Le texte censé conduire à l’autonomie de la Corse arrive au Parlement la semaine du 15 juin prochain, a promis le gouvernement. Vous y croyez ?

La ministre Gatel s’est exprimée dans vos colonnes, je l’ai lue. Je pense que l’examen du texte aura lieu à l’Assemblée nationale. Pour ma part, je dirai à mes amis qui siègent dans les différents groupes de voter. Mais ne nous leurrons pas, le gouvernement scrutera en toile de fond ce qui se passera au Sénat, et l’issue donnée à la révision de la Constitution qui, chacun le sait, prend du temps.

Doit-on octroyer un pouvoir législatif à l’île de sorte qu’elle édicte ses propres lois ?

Oui. Avec des garde-fous. Faut-il aller vers plus d’autonomie ? Oui. Faut-il le statu quo ? Non. Faut-il le saut dans l’inconnu ? Non. Ce que je désire, c’est que l’on puisse apporter des garanties. Avec un Parlement qui aura un droit de regard. De surcroît, la nécessité d’un référendum demeure une évidence. Je suis convaincu que pour un processus comme celui-ci, qui sera irréversible, les insulaires doivent s’exprimer. La consultation élus-gouvernement n’est pas suffisante. Au-delà, je plaide pour adapter les lois par territoire. Les actions de l’État seraient plus ciblées, et Bercy ne serait plus omnipotent. Bercy compte en milliards, les Français en euros. Dans ma région, on vit quatre ans de moins qu’en Île-de-France, cela ne dérange personne.

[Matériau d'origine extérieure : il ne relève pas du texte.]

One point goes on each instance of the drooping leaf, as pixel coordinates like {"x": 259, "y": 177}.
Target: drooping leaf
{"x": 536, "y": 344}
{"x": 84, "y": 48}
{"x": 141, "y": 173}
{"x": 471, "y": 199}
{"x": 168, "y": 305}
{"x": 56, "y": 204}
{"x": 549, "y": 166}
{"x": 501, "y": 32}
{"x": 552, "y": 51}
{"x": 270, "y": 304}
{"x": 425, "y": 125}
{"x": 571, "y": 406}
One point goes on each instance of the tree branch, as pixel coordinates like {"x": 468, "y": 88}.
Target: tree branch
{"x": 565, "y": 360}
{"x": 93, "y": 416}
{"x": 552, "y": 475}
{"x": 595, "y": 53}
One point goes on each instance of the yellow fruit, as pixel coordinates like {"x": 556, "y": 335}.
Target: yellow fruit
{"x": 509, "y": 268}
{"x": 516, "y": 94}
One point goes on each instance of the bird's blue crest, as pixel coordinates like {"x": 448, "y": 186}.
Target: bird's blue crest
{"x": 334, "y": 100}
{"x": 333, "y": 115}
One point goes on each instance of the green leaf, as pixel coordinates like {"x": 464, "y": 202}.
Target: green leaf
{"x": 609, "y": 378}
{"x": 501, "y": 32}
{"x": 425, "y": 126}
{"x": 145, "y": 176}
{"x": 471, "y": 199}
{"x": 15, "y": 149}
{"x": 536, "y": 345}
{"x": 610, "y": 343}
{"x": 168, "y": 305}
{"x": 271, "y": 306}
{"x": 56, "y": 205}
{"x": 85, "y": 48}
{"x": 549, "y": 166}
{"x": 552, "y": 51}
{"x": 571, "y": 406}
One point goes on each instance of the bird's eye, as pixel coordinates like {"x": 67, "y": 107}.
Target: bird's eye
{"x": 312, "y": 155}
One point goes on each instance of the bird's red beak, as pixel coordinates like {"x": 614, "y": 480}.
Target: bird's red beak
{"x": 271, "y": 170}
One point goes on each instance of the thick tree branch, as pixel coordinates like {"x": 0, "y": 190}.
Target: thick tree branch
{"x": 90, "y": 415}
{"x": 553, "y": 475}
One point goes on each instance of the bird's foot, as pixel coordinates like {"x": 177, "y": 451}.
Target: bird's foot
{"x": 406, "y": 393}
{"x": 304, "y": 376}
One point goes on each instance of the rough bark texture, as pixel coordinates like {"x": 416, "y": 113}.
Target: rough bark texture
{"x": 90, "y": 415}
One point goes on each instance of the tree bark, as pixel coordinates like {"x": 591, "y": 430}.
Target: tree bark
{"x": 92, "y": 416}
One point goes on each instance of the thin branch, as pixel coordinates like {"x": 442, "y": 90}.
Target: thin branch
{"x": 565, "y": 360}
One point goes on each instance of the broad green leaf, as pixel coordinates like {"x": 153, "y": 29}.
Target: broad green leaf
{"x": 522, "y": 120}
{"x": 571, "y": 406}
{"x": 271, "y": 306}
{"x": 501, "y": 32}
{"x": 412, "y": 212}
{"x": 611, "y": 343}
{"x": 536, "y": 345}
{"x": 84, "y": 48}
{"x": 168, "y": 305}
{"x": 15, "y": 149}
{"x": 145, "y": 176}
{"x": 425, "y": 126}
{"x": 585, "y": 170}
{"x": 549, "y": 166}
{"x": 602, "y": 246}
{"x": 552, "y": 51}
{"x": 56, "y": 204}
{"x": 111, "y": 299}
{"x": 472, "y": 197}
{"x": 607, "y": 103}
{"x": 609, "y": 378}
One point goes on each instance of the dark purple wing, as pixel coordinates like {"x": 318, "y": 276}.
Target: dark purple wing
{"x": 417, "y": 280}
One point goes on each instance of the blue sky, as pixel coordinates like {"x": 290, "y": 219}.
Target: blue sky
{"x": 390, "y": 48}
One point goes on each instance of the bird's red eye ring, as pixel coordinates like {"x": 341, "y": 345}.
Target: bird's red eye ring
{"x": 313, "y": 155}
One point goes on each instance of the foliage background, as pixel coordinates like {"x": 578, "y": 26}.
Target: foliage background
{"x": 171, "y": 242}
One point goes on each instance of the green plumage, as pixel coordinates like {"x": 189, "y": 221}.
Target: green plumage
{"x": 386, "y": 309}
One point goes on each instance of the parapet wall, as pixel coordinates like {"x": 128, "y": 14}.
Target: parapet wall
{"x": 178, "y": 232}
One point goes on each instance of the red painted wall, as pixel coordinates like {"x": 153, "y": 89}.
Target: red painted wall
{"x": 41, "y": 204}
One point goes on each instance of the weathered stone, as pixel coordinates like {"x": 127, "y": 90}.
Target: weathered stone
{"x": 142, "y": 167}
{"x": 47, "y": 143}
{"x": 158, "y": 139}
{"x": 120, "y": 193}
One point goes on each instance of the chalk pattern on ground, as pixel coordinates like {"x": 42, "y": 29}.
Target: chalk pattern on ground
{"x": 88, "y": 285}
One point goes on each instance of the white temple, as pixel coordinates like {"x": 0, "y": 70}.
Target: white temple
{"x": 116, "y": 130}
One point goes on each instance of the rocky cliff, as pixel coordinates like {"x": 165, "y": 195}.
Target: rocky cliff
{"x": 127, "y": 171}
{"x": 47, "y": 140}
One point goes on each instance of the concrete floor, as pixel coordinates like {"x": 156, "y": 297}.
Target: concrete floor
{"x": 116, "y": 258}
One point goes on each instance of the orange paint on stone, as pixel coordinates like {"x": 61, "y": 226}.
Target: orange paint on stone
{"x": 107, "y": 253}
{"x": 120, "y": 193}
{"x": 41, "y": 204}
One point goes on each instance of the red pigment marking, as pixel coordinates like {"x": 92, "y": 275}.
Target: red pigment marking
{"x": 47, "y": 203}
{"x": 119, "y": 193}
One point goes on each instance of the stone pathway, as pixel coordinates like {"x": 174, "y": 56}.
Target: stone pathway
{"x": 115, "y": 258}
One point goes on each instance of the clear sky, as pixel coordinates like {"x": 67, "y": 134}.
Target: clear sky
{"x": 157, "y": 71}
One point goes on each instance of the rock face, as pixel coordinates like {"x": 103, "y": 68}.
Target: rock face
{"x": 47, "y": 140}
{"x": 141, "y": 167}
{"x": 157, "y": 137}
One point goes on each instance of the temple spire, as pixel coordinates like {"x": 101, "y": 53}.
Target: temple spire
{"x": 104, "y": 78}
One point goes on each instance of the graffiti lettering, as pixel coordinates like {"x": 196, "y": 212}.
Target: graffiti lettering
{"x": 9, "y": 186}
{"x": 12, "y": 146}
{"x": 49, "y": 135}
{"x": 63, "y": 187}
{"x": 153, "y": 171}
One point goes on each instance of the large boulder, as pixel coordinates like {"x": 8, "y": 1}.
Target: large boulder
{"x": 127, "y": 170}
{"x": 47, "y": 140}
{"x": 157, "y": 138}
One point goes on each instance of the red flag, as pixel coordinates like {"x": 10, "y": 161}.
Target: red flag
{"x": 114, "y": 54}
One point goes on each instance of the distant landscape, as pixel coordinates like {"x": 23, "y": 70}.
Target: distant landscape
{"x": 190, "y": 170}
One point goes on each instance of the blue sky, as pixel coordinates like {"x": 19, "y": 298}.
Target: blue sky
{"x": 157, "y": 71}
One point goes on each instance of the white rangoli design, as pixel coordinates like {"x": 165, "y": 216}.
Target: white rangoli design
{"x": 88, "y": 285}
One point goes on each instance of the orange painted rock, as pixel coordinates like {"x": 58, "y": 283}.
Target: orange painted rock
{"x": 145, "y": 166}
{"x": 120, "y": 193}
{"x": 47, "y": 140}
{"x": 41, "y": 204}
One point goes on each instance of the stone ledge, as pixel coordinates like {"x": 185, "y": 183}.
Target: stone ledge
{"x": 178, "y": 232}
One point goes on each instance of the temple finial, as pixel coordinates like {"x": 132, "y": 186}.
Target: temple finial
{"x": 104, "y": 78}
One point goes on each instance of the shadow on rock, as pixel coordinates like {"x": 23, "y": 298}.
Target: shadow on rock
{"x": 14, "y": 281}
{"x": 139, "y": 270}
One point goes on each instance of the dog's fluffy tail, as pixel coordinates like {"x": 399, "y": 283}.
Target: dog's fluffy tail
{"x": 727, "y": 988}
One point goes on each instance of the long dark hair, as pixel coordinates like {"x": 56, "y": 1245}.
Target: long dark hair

Un constat qui fait écho en Corse où il n’y a toujours pas de centre hospitalier universitaire (CHU). Insoluble ?

Je suis favorable à un CHU multisites avec un partenariat public-privé. Pourquoi ne voit-il pas le jour ? Parce que Paris n’a pas envie de dépenser un euro supplémentaire pour la Corse.

« J’ai moi-même mis en place un institut du flamand »

Deux missions parlementaires sur la cherté de la vie, et le prix des carburants, ont respectivement été confiées aux députés Castellani et Colombani. Votre regard sur le quotidien des insulaires ?

Que les dirigeants parisiens viennent vivre dans l’île, et ils comprendront que ces missions ont du sens pour évaluer le coût, l’impact, de l’insularité. Quant à l’enveloppe de continuité territoriale, il faut lui donner un cadre pluriannuel. On ne peut continuer à se demander, tous les ans, si elle va être rabotée ou pas.

Quelque 5 000 personnes débarquent dans l’île chaque année. Les Corses s’inquiètent. À juste titre ?

Que la Corse ait plus de population dans les années qui viennent, parce qu’elle est attractive, avec, dans le lot, des insulaires qui reviennent, n’est pas forcément une mauvaise nouvelle dès lors que le défi pour l’île est également démographique. Les quelque 70 chefs d’entreprise avec lesquels j’ai échangé, à Ajaccio, regardent d’un bon œil le fait d’avoir une population qui progresse.

Jean-Michel Blanquer, l’ancien ministre de l’Éducation nationale, vent debout contre l’enseignement immersif. Il a tort ?

Les langues régionales, pas plus que l’enseignement immersif, n’affaiblissent le français. Elles ne menacent en rien l’unité de la République. Le corse ne doit pas disparaître. J’ai moi-même mis en place un institut du flamand et je m’attelle à faire la même chose pour le picard. Je suis absolument favorable à l’essor des langues régionales, car cette partie de l’identité ouvre bien plutôt qu’elle n’enferme.